Podkreślił, że jego "rolą w przyszłości jest odkrywanie i upowszechnianie w kraju i zagranicą pamięci o Polakach ratujących Żydów m.in. poprzez wydawanie publikacji o poszczególnych przypadkach".

"Oczywistym zadaniem jest również przybliżanie historii patronów, czyli rodziny Ulmów oraz ukrywanych przez nich Goldmanów, Didnerów i Gruenfeldów. Z tą wiedzą warto docierać nie tylko do środowisk żydowskich, ale i chrześcijańskich, do tych ostatnich zwłaszcza dlatego, że proces beatyfikacyjny Ulmów jest coraz bardziej zaawansowany" - zauważył.

Muzeum Polaków Ratujących Żydów podczas II wojny światowej im. Rodziny Ulmów upamiętnia Polaków, którzy podczas niemieckiej okupacji, ryzykując życie, próbowali uratować lub uratowali Żydów.

Ma upowszechniać wiedzę o Polakach, którzy - mimo grożącej kary śmierci - pomagali ludności żydowskiej skazanej przez III Rzeszę na zagładę. Na powierzchni 500 mkw. odtworzono dom Ulmów oraz wybudowano sale wystawową i wykładową.

W muzeum znalazły się m.in. zdjęcia wykonane przez Józefa Ulmę, przedstawiające Markową i jej mieszkańców w okresie przedwojennym i podczas II wojny światowej; wśród nich fotografie wykonane w 1940 r., naznaczone krwią ofiar niemieckiej zbrodni z 24 marca 1944 r. W zbiorach znajdują się także drzwi ze śladami po kulach z egzekucji rodziny Baranków, których Niemcy zabili za pomoc udzieloną Żydom.

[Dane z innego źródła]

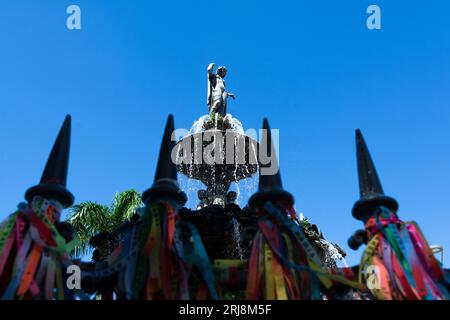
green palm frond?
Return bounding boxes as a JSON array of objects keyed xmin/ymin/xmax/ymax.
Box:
[
  {"xmin": 110, "ymin": 189, "xmax": 142, "ymax": 229},
  {"xmin": 66, "ymin": 190, "xmax": 143, "ymax": 258},
  {"xmin": 68, "ymin": 201, "xmax": 111, "ymax": 257}
]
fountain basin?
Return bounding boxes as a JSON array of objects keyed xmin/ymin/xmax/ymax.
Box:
[{"xmin": 175, "ymin": 130, "xmax": 259, "ymax": 186}]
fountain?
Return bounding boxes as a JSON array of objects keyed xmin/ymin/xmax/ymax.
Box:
[
  {"xmin": 173, "ymin": 64, "xmax": 260, "ymax": 261},
  {"xmin": 174, "ymin": 63, "xmax": 347, "ymax": 275},
  {"xmin": 175, "ymin": 115, "xmax": 258, "ymax": 207}
]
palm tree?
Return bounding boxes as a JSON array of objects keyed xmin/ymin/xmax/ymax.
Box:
[{"xmin": 67, "ymin": 189, "xmax": 143, "ymax": 258}]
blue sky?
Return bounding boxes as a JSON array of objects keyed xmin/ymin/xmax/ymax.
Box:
[{"xmin": 0, "ymin": 1, "xmax": 449, "ymax": 267}]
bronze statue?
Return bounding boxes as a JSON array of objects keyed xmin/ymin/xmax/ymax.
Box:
[{"xmin": 207, "ymin": 63, "xmax": 235, "ymax": 117}]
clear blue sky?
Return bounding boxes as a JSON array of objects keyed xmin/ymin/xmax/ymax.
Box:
[{"xmin": 0, "ymin": 1, "xmax": 449, "ymax": 267}]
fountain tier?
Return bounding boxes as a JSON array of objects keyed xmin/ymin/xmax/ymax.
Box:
[{"xmin": 175, "ymin": 129, "xmax": 258, "ymax": 206}]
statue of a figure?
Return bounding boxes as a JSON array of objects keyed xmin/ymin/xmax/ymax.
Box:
[{"xmin": 207, "ymin": 63, "xmax": 235, "ymax": 117}]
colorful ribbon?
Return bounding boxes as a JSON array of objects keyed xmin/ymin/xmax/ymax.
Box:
[
  {"xmin": 0, "ymin": 197, "xmax": 81, "ymax": 300},
  {"xmin": 358, "ymin": 206, "xmax": 449, "ymax": 300},
  {"xmin": 89, "ymin": 199, "xmax": 219, "ymax": 300},
  {"xmin": 246, "ymin": 201, "xmax": 346, "ymax": 300}
]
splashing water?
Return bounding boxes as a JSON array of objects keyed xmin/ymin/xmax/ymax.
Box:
[
  {"xmin": 229, "ymin": 129, "xmax": 259, "ymax": 206},
  {"xmin": 176, "ymin": 141, "xmax": 205, "ymax": 209},
  {"xmin": 231, "ymin": 217, "xmax": 244, "ymax": 260},
  {"xmin": 317, "ymin": 239, "xmax": 348, "ymax": 268},
  {"xmin": 189, "ymin": 114, "xmax": 210, "ymax": 135},
  {"xmin": 223, "ymin": 114, "xmax": 245, "ymax": 134},
  {"xmin": 178, "ymin": 114, "xmax": 209, "ymax": 209},
  {"xmin": 178, "ymin": 175, "xmax": 205, "ymax": 210},
  {"xmin": 188, "ymin": 113, "xmax": 245, "ymax": 135},
  {"xmin": 228, "ymin": 177, "xmax": 258, "ymax": 208}
]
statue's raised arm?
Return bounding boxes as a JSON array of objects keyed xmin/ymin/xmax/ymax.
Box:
[
  {"xmin": 207, "ymin": 63, "xmax": 215, "ymax": 76},
  {"xmin": 207, "ymin": 63, "xmax": 216, "ymax": 110}
]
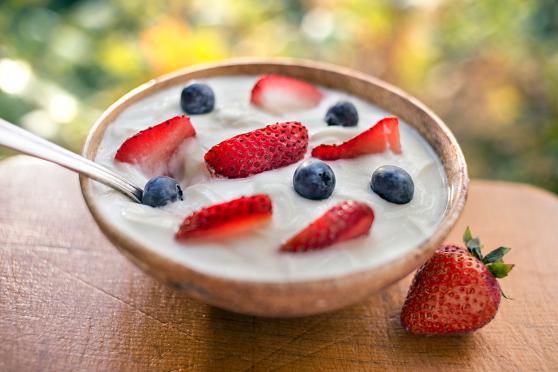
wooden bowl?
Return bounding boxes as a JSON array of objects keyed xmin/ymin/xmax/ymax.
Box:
[{"xmin": 80, "ymin": 58, "xmax": 469, "ymax": 317}]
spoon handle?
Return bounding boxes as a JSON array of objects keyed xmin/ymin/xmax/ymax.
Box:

Pomysł powstania Muzeum pojawił się w 2007 r. Rok później decyzję o powstaniu muzeum podjął sejmik woj. podkarpackiego. Budowę rozpoczęto w 2013 r.; zakończono dwa lata później. Inwestycja kosztowała ponad 8,6 mln zł, z czego m.in. 1 mln zł przekazało Ministerstwo Kultury i Dziedzictwa Narodowego, a ponad 7,5 mln zł pochodziło z budżetu woj. podkarpackiego. Działki pod budowę przekazała nieodpłatnie gmina Markowa.

Jest pierwszą placówką muzealną w Polsce w całości upamiętniającą Polaków ratujących Żydów podczas II wojny światowej. Powstała w Markowej, gdzie 24 marca 1944 r. niemieccy żandarmi zamordowali ośmioro Żydów z rodzin Didnerów, Gruenfeldów i Goldmanów oraz ukrywających ich Józefa Ulmę i będącą w zaawansowanej ciąży jego żonę Wiktorię. Zabili też sześcioro dzieci Ulmów; najstarsza spośród rodzeństwa Stasia miała osiem lat.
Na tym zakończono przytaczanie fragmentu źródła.